A bancada do PSOL na Câmara dos Deputados apresentou um projeto de lei que cria o Programa Emergencial de Geração de Emprego e Renda (PROEGER), com potencial para gerar empregos a, aproximadamente, dez milhões de pessoas no Brasil. No programa, os trabalhadores serão contratados diretamente pelo governo, em caráter temporário, para contribuírem na resolução de uma série de problemas estruturais que o Brasil vive. A União será a responsável pelo financiamento do programa e os municípios pela gestão direta.
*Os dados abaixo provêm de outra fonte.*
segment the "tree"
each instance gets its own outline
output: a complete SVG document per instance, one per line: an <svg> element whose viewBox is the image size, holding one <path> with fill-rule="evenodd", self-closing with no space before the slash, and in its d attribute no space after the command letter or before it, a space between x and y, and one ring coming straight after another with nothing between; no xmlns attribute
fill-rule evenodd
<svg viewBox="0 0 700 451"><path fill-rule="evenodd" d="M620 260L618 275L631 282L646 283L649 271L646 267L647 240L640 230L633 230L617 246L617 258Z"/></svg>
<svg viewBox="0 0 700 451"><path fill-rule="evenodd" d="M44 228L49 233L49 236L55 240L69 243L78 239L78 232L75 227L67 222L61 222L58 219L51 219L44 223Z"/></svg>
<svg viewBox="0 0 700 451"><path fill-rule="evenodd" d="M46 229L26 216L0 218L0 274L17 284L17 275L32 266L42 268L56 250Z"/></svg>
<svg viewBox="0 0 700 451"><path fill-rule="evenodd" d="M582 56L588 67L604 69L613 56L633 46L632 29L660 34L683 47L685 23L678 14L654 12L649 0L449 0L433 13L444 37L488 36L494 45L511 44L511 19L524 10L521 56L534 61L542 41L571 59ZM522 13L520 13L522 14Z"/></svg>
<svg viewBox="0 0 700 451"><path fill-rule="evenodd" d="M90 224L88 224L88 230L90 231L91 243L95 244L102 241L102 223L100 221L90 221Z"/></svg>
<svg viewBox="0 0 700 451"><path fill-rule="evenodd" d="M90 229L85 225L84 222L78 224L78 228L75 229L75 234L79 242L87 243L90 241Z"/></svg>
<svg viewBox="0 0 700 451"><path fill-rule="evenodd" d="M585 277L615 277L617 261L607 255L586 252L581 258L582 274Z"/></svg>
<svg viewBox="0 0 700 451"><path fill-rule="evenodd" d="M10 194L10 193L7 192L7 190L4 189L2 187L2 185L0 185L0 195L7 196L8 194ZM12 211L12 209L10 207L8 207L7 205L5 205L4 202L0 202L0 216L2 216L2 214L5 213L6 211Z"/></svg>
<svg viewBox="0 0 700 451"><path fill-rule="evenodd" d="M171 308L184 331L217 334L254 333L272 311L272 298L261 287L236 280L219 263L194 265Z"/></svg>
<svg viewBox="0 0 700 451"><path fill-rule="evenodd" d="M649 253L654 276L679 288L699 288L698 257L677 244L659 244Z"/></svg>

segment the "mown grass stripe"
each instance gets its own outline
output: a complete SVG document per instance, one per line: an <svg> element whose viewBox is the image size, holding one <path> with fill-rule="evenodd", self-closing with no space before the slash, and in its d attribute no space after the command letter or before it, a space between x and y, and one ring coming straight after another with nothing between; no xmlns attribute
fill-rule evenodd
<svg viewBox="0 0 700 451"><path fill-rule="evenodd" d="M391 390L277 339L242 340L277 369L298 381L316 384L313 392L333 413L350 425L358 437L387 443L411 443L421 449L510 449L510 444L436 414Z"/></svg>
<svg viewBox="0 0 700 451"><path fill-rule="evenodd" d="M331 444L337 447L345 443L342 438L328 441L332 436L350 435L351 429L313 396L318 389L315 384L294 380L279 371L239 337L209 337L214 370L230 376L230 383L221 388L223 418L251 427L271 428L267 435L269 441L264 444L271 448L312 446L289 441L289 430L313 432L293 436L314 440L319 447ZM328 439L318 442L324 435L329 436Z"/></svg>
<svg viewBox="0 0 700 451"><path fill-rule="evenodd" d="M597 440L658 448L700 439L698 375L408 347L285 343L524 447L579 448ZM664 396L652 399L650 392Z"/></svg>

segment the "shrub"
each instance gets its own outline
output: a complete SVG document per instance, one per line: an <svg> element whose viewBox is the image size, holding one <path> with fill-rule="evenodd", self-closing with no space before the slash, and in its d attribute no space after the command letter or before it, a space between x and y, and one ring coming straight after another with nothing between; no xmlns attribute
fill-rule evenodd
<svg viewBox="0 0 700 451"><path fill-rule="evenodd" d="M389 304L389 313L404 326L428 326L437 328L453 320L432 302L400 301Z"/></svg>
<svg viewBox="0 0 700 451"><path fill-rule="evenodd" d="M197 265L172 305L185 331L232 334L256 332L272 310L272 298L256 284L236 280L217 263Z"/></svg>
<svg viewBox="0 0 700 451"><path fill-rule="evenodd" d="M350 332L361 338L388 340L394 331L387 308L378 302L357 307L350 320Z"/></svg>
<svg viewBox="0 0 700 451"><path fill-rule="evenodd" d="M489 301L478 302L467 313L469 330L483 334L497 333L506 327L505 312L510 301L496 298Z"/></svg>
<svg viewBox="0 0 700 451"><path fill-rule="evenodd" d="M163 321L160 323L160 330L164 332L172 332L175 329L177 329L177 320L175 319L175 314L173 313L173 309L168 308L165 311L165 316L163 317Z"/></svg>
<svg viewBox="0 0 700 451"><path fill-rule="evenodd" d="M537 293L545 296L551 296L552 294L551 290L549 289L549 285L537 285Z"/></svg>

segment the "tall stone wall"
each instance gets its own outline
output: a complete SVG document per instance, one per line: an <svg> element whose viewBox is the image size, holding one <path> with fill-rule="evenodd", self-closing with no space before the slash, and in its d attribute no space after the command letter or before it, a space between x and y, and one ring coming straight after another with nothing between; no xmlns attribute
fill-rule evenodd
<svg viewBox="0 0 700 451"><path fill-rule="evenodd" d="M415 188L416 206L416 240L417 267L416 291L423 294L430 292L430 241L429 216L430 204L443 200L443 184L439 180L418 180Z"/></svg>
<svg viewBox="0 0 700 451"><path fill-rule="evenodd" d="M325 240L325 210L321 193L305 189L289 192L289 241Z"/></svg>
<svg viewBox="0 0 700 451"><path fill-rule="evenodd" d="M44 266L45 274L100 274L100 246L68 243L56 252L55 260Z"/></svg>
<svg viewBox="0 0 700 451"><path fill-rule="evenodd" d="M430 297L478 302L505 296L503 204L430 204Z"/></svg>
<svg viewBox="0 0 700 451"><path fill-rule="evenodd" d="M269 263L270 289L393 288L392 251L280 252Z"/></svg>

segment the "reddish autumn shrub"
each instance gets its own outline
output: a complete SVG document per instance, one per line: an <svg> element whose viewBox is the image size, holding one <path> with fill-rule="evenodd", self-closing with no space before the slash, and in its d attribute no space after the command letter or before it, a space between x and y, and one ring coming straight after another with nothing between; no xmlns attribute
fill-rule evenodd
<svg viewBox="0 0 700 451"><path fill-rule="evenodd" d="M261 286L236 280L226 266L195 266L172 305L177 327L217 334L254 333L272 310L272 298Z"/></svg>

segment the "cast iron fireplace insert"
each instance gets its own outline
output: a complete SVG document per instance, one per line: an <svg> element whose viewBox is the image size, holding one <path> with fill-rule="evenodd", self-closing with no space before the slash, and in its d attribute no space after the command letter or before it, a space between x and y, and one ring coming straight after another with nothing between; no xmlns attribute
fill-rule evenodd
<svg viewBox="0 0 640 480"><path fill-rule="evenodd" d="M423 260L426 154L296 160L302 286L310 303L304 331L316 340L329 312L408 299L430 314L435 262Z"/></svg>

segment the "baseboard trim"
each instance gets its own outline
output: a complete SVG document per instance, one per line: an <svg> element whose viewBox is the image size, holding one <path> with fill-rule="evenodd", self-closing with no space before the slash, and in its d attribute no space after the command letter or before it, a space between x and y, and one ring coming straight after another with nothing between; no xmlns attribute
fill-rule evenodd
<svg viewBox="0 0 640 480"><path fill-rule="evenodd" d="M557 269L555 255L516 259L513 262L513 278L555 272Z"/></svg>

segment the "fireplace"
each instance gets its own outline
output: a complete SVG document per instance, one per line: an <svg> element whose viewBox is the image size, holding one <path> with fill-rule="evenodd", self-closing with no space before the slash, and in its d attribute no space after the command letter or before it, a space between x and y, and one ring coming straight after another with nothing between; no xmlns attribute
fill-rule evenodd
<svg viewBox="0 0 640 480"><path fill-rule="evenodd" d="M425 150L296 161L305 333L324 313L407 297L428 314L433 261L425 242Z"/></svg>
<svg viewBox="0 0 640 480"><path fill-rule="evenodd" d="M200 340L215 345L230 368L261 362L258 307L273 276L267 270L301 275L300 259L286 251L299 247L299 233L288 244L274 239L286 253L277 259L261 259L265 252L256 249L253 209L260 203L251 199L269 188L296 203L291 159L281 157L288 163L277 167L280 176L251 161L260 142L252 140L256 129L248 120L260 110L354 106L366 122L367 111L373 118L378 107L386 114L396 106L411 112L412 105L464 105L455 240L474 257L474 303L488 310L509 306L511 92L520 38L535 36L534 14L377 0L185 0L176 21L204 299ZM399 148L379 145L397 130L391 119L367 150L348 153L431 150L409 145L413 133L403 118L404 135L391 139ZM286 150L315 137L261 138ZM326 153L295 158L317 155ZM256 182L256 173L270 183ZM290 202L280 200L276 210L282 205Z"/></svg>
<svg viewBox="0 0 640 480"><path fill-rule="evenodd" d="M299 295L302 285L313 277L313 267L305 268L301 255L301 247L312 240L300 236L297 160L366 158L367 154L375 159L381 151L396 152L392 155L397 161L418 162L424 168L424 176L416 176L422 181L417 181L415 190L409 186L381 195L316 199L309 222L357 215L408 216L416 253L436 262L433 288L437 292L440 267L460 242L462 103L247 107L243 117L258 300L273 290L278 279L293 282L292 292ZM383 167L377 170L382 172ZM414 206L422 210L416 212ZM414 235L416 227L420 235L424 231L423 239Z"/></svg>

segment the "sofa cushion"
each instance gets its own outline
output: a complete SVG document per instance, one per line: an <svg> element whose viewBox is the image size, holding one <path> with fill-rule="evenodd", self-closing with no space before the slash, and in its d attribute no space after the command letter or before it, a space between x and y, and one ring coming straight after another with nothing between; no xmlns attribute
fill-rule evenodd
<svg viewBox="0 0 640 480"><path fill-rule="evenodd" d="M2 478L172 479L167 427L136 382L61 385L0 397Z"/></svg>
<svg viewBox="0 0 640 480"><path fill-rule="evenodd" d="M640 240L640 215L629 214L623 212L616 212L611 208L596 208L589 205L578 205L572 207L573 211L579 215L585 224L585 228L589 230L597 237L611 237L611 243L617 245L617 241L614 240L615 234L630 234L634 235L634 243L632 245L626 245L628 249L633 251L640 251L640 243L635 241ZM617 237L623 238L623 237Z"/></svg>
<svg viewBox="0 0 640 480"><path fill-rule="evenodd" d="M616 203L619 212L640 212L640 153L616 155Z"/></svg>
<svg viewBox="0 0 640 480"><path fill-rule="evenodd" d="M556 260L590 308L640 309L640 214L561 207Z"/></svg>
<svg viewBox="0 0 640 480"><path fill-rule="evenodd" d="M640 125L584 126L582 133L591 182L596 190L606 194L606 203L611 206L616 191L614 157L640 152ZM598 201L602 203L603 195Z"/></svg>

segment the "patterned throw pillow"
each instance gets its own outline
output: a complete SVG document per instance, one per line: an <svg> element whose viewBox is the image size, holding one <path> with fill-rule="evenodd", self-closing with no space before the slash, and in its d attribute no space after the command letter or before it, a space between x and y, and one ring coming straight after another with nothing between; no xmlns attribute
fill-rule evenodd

O programa será dividido em duas etapas. A primeira consistirá na oferta estatal de empregos ligados ao fornecimento de bens e serviços necessários ao combate à pandemia, como aqueles ligados à área da saúde e dirigidos aos programas estatais de reconversão e reorientação produtiva.
A segunda terá início quando for considerada superada a necessidade de isolamento social e encerrada em 31 de dezembro de 2021. Nesta fase do programa, o governo contratará diretamente, aproximadamente, 10 milhões de trabalhadores em todo o país. O programa priorizará pessoas inscritas no CAD-Único ou que tenha renda familiar per capita de até R$ 500 ou total de até três salários mínimos.
Mesmo antes da pandemia, o Brasil já vivia uma grave crise econômica e humanitária que se manifestava em forte deterioração do mercado de trabalho: no ano passado, faltou trabalho para 26 milhões de brasileiros. Já a informalidade atingiu 41,1%, seu maior nível desde 2016 “O custo social e econômico do desemprego é extremamente alto e já está sendo pago pelo conjunto da sociedade”, afirmam os parlamentares no projeto.
Os empregos previstos no PROEGER serão voltados para a resolução de uma série de problemas estruturais e socais, nas seguintes áreas: saneamento básico, atividades culturais, esportivas e de lazer, apoio a serviços de saúde, reflorestamento e reparação de danos ambientais, infraestrutura rural e apoio à agricultura familiar, entre outras.
Além disso, o programa respeitará os direitos dos trabalhadores e oferecerá: vale-transporte, auxílio-alimentação, décimo terceiro salário, férias e FGTS, além de remuneração maior ou igual ao salário mínimo. Também prevê cursos de atualização e formação profissional em parceria com universidades e instituições de ensino técnico.
O PL também determina a instituição de um comitê gestor, que contará com representantes da classe trabalhadora, instituições de pesquisa, universidades e representantes dos governos federais e municipais.
Acerca dos impactos fiscais, a primeira etapa do programa, terá um custo líquido estimado em R$ 22,5 bilhões, aproximadamente 0,3% do PIB, garantindo três milhões de empregos para o enfrentamento da pandemia. A segunda fase custará, em torno, de 180 bilhões, ou, aproximadamente, 2,46 % do PIB. Trata-se, portanto, a título de comparação, de uma pequena fração do que o governo gasta anualmente com o pagamento de juros: em 2017 o gasto com pagamento de juros foi de 6,1% em relação ao PIB.
A fiscalização e transparência serão otimizadas pela criação de uma plataforma digital centralizada, que terá como princípio a ampla abertura dos dados do programa para o conjunto da sociedade, ampliando-se a participação e gerência coletiva do PROEGER.